3. Physical characteristics and processes leading to water scarcity
3.5. Meteorological and hydrological data collection and handling
The meteorological and hydrological data in an area must be sufficient, reliable and accessible to be of maximum use and benefit for the community. The hydrological systems are not understood well enough for reliable theoretical models of local conditions to be developed. In order to carry out water resources planning and design it is vital that some local data be available. For maximum usefulness there needs to be a combination of field data measurements and storage and retrieval systems together with the application of advanced processing techniques. Data acquisition and their management should be planned in such a way as to suit the local conditions, the available staff and the financial capability.
This could be developed gradually and prioritized so as to solve the most immediate problems.
Quality control and well-developed operating systems, including field check observations, should form components of the primary data-processing system. These
primary data should be purpose oriented and follow a plan for meeting defined objectives.
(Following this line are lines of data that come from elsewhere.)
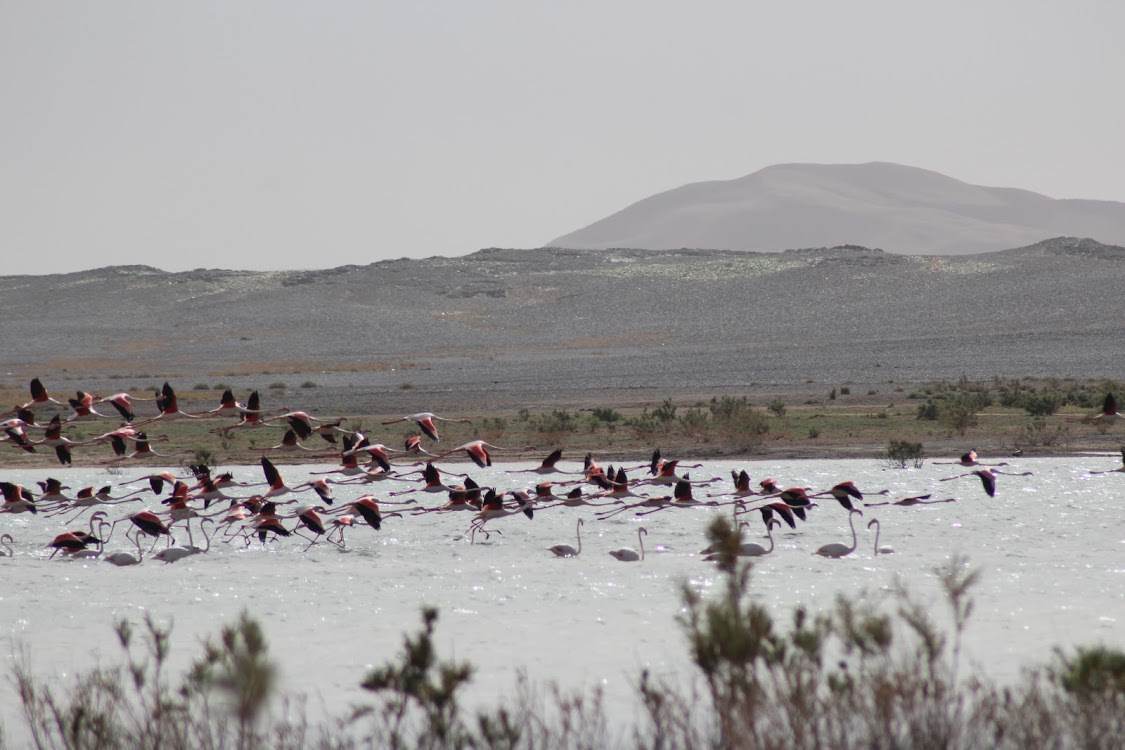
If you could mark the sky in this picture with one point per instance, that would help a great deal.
(273, 135)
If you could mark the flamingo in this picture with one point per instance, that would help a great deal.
(169, 407)
(741, 486)
(479, 453)
(38, 396)
(845, 493)
(460, 498)
(123, 403)
(988, 478)
(142, 449)
(547, 467)
(288, 443)
(122, 559)
(493, 507)
(748, 549)
(311, 520)
(146, 522)
(566, 550)
(918, 499)
(83, 407)
(17, 498)
(838, 549)
(174, 553)
(969, 460)
(629, 554)
(53, 437)
(72, 541)
(367, 508)
(574, 499)
(52, 491)
(425, 423)
(879, 550)
(249, 416)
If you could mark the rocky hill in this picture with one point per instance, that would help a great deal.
(899, 208)
(532, 325)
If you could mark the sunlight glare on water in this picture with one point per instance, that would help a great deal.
(1050, 548)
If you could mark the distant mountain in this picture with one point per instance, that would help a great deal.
(897, 208)
(584, 322)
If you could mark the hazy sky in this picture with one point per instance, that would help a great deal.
(263, 134)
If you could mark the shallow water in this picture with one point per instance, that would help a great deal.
(1050, 548)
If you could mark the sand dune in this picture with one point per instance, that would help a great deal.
(897, 208)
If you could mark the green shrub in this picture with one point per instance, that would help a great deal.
(900, 453)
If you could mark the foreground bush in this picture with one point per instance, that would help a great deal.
(863, 675)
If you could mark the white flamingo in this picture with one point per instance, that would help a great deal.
(748, 549)
(838, 549)
(629, 554)
(566, 550)
(879, 550)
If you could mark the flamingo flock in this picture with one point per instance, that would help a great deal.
(272, 511)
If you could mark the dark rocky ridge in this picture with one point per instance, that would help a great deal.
(538, 326)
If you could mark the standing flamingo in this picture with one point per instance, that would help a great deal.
(838, 549)
(748, 549)
(566, 550)
(629, 554)
(879, 550)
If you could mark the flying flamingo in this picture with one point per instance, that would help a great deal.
(123, 403)
(52, 491)
(575, 499)
(460, 498)
(169, 407)
(845, 491)
(249, 416)
(83, 408)
(741, 480)
(17, 498)
(566, 550)
(547, 467)
(629, 554)
(142, 449)
(493, 507)
(72, 541)
(879, 550)
(918, 499)
(53, 436)
(838, 549)
(969, 460)
(311, 520)
(432, 478)
(38, 396)
(288, 444)
(988, 478)
(425, 423)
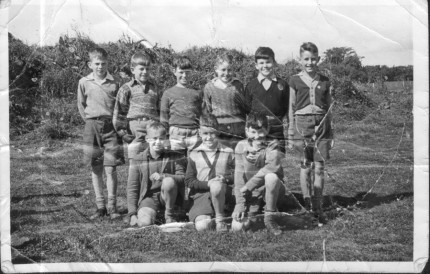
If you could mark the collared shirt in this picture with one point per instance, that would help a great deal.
(136, 100)
(97, 98)
(266, 82)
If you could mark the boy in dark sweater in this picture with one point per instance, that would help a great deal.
(258, 175)
(181, 108)
(156, 180)
(269, 94)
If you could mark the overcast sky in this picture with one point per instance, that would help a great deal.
(379, 30)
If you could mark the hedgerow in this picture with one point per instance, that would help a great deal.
(44, 79)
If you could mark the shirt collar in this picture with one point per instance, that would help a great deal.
(108, 77)
(261, 78)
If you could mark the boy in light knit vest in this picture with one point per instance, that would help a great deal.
(310, 127)
(102, 145)
(224, 98)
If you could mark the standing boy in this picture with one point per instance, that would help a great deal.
(258, 175)
(155, 180)
(102, 145)
(310, 125)
(209, 177)
(269, 94)
(137, 104)
(181, 107)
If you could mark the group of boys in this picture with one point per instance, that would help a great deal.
(174, 147)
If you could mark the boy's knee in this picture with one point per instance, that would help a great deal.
(145, 216)
(204, 222)
(168, 184)
(217, 188)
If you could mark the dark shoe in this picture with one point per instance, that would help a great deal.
(271, 225)
(101, 212)
(308, 204)
(113, 213)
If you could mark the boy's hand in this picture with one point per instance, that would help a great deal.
(156, 177)
(238, 215)
(133, 220)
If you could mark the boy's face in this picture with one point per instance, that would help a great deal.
(182, 76)
(156, 139)
(265, 67)
(256, 134)
(209, 136)
(141, 72)
(223, 72)
(309, 61)
(99, 66)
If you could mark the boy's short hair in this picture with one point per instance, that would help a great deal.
(209, 120)
(182, 62)
(264, 53)
(257, 120)
(308, 46)
(224, 57)
(97, 53)
(140, 58)
(156, 126)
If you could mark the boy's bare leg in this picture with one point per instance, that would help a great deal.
(112, 184)
(218, 190)
(146, 216)
(272, 184)
(169, 192)
(318, 191)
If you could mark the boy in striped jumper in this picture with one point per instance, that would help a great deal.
(310, 125)
(224, 98)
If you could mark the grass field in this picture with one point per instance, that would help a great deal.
(369, 192)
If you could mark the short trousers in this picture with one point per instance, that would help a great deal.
(183, 138)
(156, 202)
(256, 204)
(201, 203)
(304, 129)
(231, 134)
(138, 129)
(101, 144)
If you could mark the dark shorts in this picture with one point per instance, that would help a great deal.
(313, 149)
(102, 145)
(231, 134)
(201, 203)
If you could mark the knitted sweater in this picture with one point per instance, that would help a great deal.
(226, 104)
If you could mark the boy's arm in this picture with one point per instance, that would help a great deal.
(122, 105)
(133, 188)
(82, 99)
(191, 180)
(165, 110)
(272, 164)
(239, 181)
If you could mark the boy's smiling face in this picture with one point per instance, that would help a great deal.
(156, 139)
(99, 66)
(309, 61)
(182, 76)
(265, 67)
(141, 73)
(209, 137)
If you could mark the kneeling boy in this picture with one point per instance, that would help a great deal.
(209, 177)
(258, 175)
(156, 177)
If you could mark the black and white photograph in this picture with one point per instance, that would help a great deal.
(214, 135)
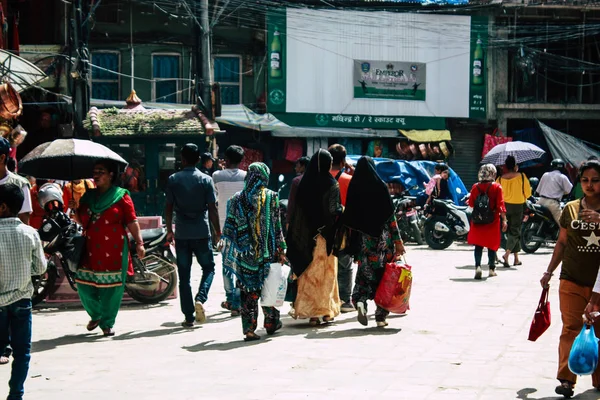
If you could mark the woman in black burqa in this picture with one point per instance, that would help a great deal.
(370, 214)
(310, 241)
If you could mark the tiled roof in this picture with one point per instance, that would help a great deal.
(122, 122)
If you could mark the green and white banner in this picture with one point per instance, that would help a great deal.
(394, 80)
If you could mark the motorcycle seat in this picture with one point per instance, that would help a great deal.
(149, 235)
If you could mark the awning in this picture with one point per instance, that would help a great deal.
(313, 132)
(428, 135)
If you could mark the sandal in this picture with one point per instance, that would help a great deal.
(92, 325)
(566, 389)
(250, 337)
(277, 327)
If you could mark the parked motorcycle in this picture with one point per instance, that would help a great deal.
(446, 222)
(539, 226)
(408, 215)
(155, 276)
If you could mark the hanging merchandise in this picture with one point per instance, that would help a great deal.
(491, 141)
(293, 149)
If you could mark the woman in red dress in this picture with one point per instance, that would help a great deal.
(104, 213)
(487, 235)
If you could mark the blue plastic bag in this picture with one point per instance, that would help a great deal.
(583, 358)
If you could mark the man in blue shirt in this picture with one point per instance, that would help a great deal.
(191, 194)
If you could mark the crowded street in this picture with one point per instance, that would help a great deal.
(462, 339)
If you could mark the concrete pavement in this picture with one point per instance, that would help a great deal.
(462, 339)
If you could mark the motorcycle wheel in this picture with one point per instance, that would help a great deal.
(527, 232)
(164, 290)
(43, 285)
(437, 240)
(415, 232)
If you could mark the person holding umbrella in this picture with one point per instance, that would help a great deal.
(105, 213)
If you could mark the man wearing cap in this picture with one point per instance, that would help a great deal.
(191, 194)
(206, 163)
(8, 177)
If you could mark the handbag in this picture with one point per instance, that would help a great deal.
(541, 318)
(583, 358)
(393, 292)
(275, 286)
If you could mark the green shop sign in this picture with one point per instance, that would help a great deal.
(361, 121)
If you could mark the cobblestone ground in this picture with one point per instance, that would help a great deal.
(462, 339)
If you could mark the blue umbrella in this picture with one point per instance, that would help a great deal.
(521, 151)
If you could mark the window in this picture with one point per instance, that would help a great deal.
(228, 73)
(165, 72)
(105, 84)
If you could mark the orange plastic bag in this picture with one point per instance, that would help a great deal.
(393, 292)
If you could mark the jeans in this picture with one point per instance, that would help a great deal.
(345, 277)
(491, 257)
(15, 322)
(232, 293)
(186, 249)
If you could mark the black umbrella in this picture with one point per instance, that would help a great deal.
(66, 159)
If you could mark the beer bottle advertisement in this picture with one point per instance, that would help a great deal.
(276, 45)
(477, 68)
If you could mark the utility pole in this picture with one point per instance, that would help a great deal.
(81, 87)
(206, 81)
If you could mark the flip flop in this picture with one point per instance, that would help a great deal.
(251, 338)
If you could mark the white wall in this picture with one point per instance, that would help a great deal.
(322, 44)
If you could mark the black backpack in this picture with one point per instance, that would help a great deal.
(482, 209)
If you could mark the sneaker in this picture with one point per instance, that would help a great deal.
(362, 313)
(200, 315)
(566, 389)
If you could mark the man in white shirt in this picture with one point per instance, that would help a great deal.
(553, 186)
(8, 177)
(228, 182)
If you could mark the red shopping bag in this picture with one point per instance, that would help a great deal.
(393, 291)
(541, 318)
(491, 141)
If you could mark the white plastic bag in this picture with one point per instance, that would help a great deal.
(275, 286)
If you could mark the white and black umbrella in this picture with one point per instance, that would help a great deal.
(521, 151)
(67, 159)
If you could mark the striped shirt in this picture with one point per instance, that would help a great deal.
(21, 257)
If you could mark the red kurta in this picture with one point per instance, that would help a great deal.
(487, 235)
(105, 238)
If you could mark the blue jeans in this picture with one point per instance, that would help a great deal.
(186, 249)
(232, 293)
(15, 323)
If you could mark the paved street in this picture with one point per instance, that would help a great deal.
(463, 339)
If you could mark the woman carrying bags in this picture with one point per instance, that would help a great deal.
(516, 190)
(310, 241)
(485, 221)
(370, 214)
(253, 239)
(578, 251)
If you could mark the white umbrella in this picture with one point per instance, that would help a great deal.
(20, 72)
(521, 151)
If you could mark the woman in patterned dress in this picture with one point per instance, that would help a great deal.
(370, 214)
(253, 239)
(105, 213)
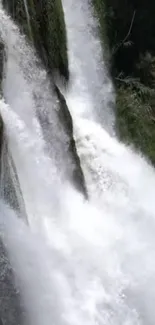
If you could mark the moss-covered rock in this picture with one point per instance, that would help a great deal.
(43, 22)
(129, 26)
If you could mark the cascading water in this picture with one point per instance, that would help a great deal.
(78, 262)
(91, 87)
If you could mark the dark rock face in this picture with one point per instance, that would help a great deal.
(127, 29)
(11, 311)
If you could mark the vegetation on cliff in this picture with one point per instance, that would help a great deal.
(43, 22)
(127, 28)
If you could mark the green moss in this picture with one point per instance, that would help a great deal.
(130, 29)
(46, 30)
(135, 120)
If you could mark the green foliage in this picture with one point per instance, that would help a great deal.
(135, 119)
(46, 30)
(130, 27)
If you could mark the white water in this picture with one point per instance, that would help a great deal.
(91, 87)
(78, 262)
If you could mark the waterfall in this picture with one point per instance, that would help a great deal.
(74, 261)
(91, 87)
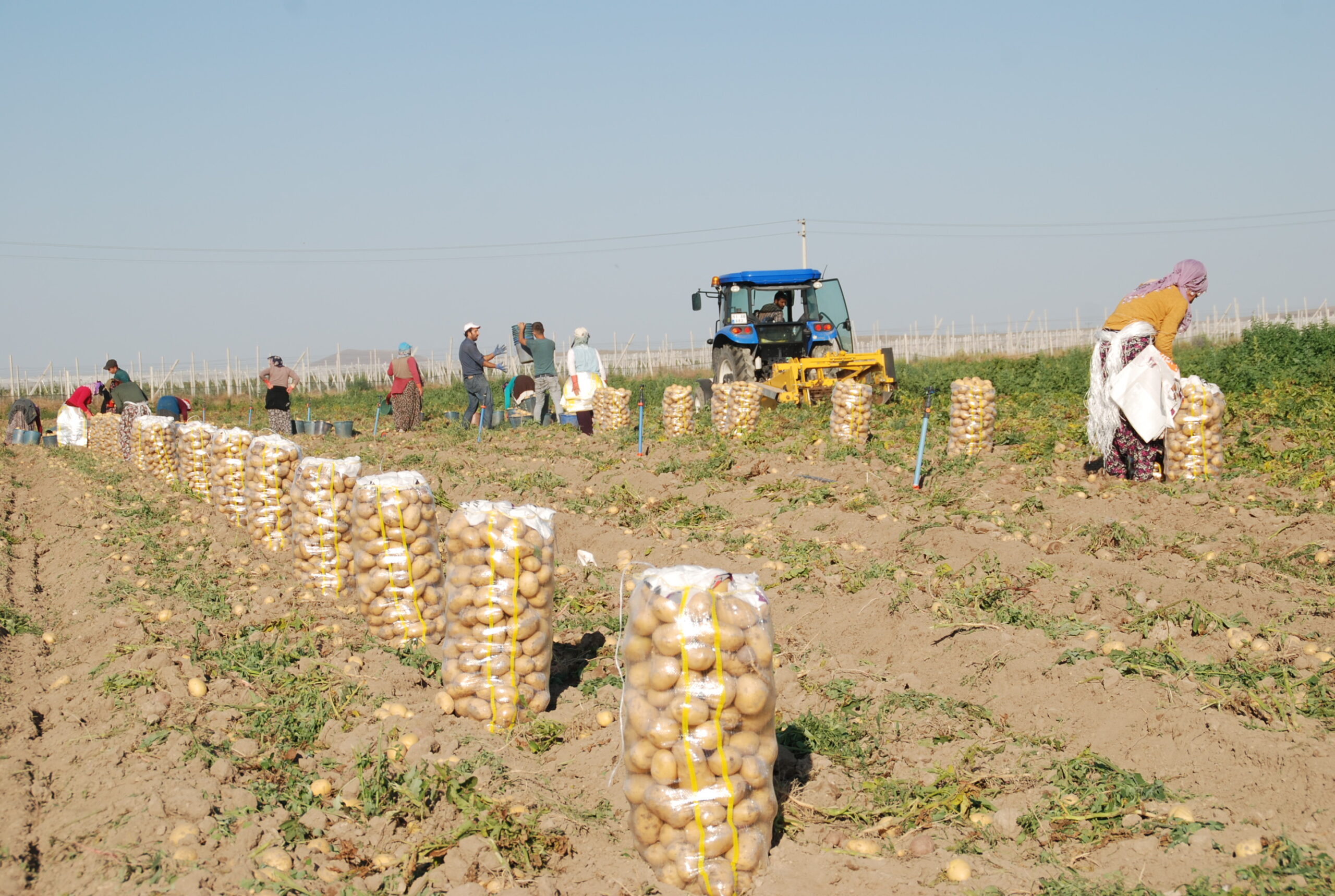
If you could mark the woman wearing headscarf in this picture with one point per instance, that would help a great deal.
(278, 401)
(406, 392)
(74, 416)
(588, 374)
(23, 416)
(1157, 313)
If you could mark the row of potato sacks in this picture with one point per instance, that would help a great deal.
(851, 411)
(699, 727)
(1195, 448)
(735, 408)
(678, 410)
(974, 417)
(611, 409)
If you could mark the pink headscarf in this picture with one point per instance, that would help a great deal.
(1187, 275)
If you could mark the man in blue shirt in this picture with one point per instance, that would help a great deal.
(471, 365)
(547, 386)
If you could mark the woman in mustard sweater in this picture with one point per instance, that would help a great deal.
(1154, 313)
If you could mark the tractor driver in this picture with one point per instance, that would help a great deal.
(776, 310)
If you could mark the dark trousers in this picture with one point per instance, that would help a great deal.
(480, 396)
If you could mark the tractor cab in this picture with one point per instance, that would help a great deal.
(790, 330)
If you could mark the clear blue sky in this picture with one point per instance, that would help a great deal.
(351, 126)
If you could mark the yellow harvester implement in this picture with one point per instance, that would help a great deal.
(808, 381)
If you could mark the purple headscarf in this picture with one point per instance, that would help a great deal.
(1186, 275)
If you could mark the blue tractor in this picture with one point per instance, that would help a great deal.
(791, 332)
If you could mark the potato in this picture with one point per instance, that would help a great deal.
(500, 568)
(612, 409)
(227, 452)
(851, 411)
(397, 572)
(712, 791)
(678, 410)
(1194, 449)
(322, 517)
(153, 451)
(972, 417)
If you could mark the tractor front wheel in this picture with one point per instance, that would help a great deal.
(732, 364)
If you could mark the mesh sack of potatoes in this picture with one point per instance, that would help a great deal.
(322, 524)
(1195, 448)
(227, 473)
(102, 434)
(500, 595)
(154, 452)
(397, 559)
(612, 409)
(974, 416)
(270, 470)
(851, 411)
(678, 410)
(719, 408)
(191, 441)
(743, 409)
(699, 727)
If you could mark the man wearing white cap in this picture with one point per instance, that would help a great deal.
(471, 365)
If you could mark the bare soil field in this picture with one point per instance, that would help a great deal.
(1036, 672)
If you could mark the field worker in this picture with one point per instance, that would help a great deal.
(72, 420)
(547, 385)
(130, 402)
(588, 374)
(278, 401)
(1154, 313)
(23, 416)
(175, 408)
(471, 365)
(406, 392)
(773, 313)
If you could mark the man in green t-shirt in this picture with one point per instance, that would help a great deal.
(547, 385)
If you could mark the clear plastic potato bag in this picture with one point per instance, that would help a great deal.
(397, 559)
(851, 411)
(227, 449)
(103, 434)
(270, 470)
(974, 416)
(611, 409)
(500, 595)
(699, 727)
(678, 410)
(719, 408)
(191, 441)
(1195, 448)
(154, 452)
(743, 409)
(322, 524)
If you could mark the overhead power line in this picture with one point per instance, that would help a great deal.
(384, 261)
(399, 249)
(1110, 233)
(1098, 223)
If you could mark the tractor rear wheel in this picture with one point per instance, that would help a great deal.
(732, 364)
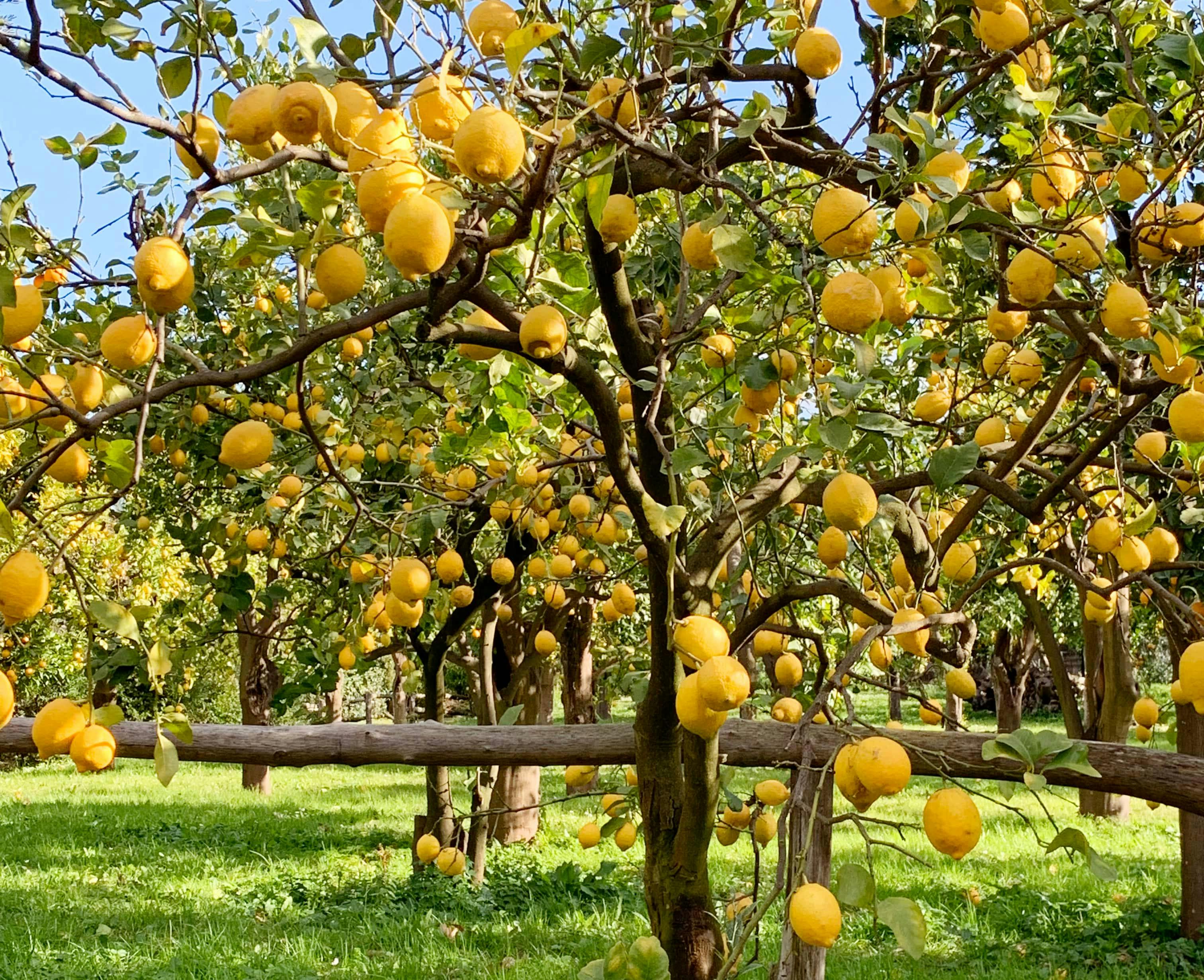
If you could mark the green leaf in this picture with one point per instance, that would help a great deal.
(108, 716)
(950, 465)
(176, 76)
(218, 216)
(906, 920)
(854, 886)
(519, 44)
(735, 247)
(312, 38)
(647, 960)
(115, 618)
(166, 760)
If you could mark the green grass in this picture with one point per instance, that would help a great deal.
(113, 877)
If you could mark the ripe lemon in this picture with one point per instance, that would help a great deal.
(1005, 31)
(71, 466)
(56, 725)
(850, 303)
(23, 318)
(849, 503)
(209, 141)
(834, 547)
(93, 749)
(1026, 369)
(383, 141)
(699, 638)
(960, 683)
(953, 823)
(428, 848)
(1186, 418)
(960, 563)
(489, 146)
(602, 97)
(24, 587)
(1031, 277)
(883, 766)
(246, 446)
(619, 219)
(417, 237)
(250, 118)
(382, 186)
(304, 112)
(543, 331)
(846, 778)
(818, 53)
(489, 24)
(356, 108)
(693, 711)
(340, 272)
(843, 222)
(815, 915)
(439, 105)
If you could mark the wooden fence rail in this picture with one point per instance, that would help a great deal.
(1169, 778)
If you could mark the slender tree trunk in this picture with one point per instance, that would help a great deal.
(258, 683)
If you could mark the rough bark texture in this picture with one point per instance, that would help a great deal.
(258, 683)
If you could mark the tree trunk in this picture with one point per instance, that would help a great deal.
(1114, 691)
(258, 683)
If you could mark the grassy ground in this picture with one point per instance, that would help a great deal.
(113, 877)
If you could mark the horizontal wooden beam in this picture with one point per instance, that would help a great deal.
(1171, 778)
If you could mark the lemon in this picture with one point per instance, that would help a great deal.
(383, 141)
(1026, 369)
(960, 683)
(1031, 277)
(952, 822)
(1162, 545)
(833, 547)
(843, 222)
(380, 190)
(304, 112)
(428, 848)
(439, 105)
(698, 250)
(340, 272)
(71, 466)
(818, 53)
(356, 108)
(883, 766)
(815, 915)
(605, 93)
(543, 331)
(93, 749)
(960, 563)
(26, 316)
(693, 711)
(850, 303)
(417, 237)
(56, 725)
(489, 146)
(246, 446)
(849, 503)
(209, 141)
(1186, 418)
(1005, 31)
(846, 778)
(250, 118)
(24, 587)
(619, 219)
(489, 24)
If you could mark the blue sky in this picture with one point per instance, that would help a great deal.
(65, 198)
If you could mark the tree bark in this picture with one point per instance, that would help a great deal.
(258, 682)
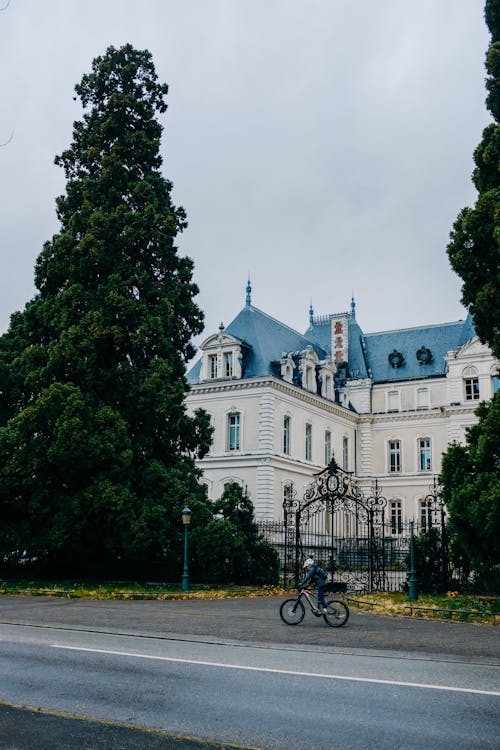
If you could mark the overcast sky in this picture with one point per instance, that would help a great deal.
(323, 146)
Among others, one may distinguish objectives of different types: meteorological, in relation to the synoptic weather stations; hydrological and water resources planning and management, relative to hydrological and water quality monitoring; agricultural, concerning agrometeorological networks for provision of irrigation advice and pest and disease information; drought management, referring to drought watch systems.
Data processing includes checking for completeness, long-term consistency, stationarity of the measured variables and statistical analysis of the data (Haan, 1977;
Conover, 1980; Kottegoda, 1980; Helsel and Hirsch, 1992). The latter includes fitting of frequency distributions to the data and using the data in parametric models and multivariate time-series analysis. The validity of derived relationships should be tested on independent data. The degree of both detail and precision of the analysis should be consistent with the quality and sampling frequency of the available data and with the accuracy required by the application of the analysis. Using good data is always more important than using abundant data.
Time-series play a crucial role in water resources evaluations. Stochastic time series models are fitted to the corresponding input variables such as river flows, rainfall, evapotranspiration, and temperature. These models in turn can be used for the simulation of the operation of the system. Mean values and variances often give a good characterization of the phenomena under study; however, these values do not reflect the internal properties of the investigated time series and further statistical analysis is required.
The homogeneity of hydrological data is an important requirement for a valid statistical application. A detailed analysis of the data is the most effective method of evaluating data homogeneity. The methods of analysis are usually based on plotting different types of variables against time or data collected in other locations in the same environmental area, or by relating them to other variables to discover causes of a disturbance of homogeneity. Anthropogenic disturbances and changes of climate can only be detected using high quality data (e.g. Refsgaard et al., 1989).
The WMO Guide to Hydrological Practices (WMO, 1994) and numerous other textbooks and reports (e.g. UNESCO, 1982 and 1987) provide methods and techniques for processing and numerous tests for examining the normality and homogeneity of hydrological data. The integrity and quality of data cannot be over-emphasized and one needs to ensure their quality before applying them for any hydrologic analysis.
Of particular interest are the frequency, severity, duration and spatial extent of droughts that seriously worsen the water scarcity conditions. There are several methods of analysing hydrological and meteorological data for determining drought sequences. WMO (1994) adopted a statistical procedure for analysing low flow time series. Other approaches for analysing streamflow discharges are available (Cancelliere et al., 1995). Rainfall data is currently analysed at the local scale through the theory of runs (Guerrero-Salazar and Yevjevich, 1975), the Palmer drought index, PDI (Palmer, 1965), and the standard precipitation index, SPI (McKee et al., 1993). Regional droughts are often based on the theory of runs (Santos, 1983; Cancellieri and Rossi, 2002) but a modified SPI may also be successfully utilised (Paulo et al., 2002). Drought indices may be used for drought warning and lead time assessment (McKee et al., 1995; Lohani and Loganathan, 1997).
The value of data in water resources management, especially under water scarcity conditions is immense. Nonetheless, water resources data collection programs are very vulnerable to cuts in government expenditures since they are not seen to have an immediate impact upon the community. Any adverse effects arising from a curtailment of these programs may not become evident until many years in the future. Because costs of data acquisition and primary analysis are very high, some governments only provide data to potential users for a fee. Then, to save costs, users often restrict to a minimum, often below what may be reasonable, the amount of data they use, so degrading the quality of the outcomes of any studies and projects based on the data. On the other hand, the increasing demand on limited water resources and increasing environmental degradation due to human activities, has ensured that the demand for reliable water resources data is increasing. At the same time it is becoming evident that there is an increasing scrutiny of the reliability of data and that there are expectations from users for higher quality data.
The above clearly point to the need for a well thought out and technologically advanced information system for water resources management (Iacovides, 2001). Such a system would define the type and extent of data required and should be such as to provide all the information necessary for integrated water resources management and for coping with water scarcity. To this end it should include a database system, and use of models and geographic information systems to facilitate decision support systems in water resources management.